The suit alleges negligence in everything from the hiring of Middleton, to her dispatch work to on-scene actions that day.
The case faces a significant legal hurdle. The defendants, all agents of the city, typically enjoy immunity from lawsuit under the law. The suit, for one, makes a civil rights claim, that agents acting under color of law deprived Le of his liberty and thus violated his civil rights. But additionally, the suit argues that the city is responsible for its individual employees’ actions. And it contends that the statute holding the city immune from suit is unconstitutional.
Here’s the argument:
Ark. Constitution Article 2 § 13 states: “Every person is entitled to a certain remedy in the laws for all injuries or wrongs he may receive in his person, . . .; he ought to obtain justice freely, and without purchase; completely, and without denial; promptly and without delay; conformably to the laws.”
Ark. Constitution Article 5 § 32 provides: “ . . . no law shall be enacted limiting the amount to be recovered for . . . injuries to persons . . .,”
Ark. Constitution Amendment 80 § 3 provides: “The Supreme Court shall prescribe the rules of pleading, practice & procedure for all courts; provided these rules shall not abridge, enlarge or modify any substantive right and shall preserve the right of trial by jury as declared in this Constitution.
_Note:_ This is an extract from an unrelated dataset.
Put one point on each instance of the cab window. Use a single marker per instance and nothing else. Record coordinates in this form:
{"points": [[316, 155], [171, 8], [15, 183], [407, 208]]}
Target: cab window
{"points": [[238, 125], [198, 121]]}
To the extent Le has suffered a harm for which Ark. Code Ann. § 21-9-301 prevents a remedy, the aforementioned statue is an unconstitutional violation of Ark. Constitution Article 2
Such a finding would be ground-breaking and reverse years of practice. As it stands, the state Claims Commission serves as an opportunity for people harmed by the state to seek compensation for their injuries given the state’s immunity. But there is no such alternative for those damaged by cities, thus there could be a wrong without a remedy, which the lawyers argue is unconstitutional. The facts in this case are undeniably compelling. The 13-minute tape of the MEMS conversation with Yi would be particularly powerful if the suit leads to the requested jury trial.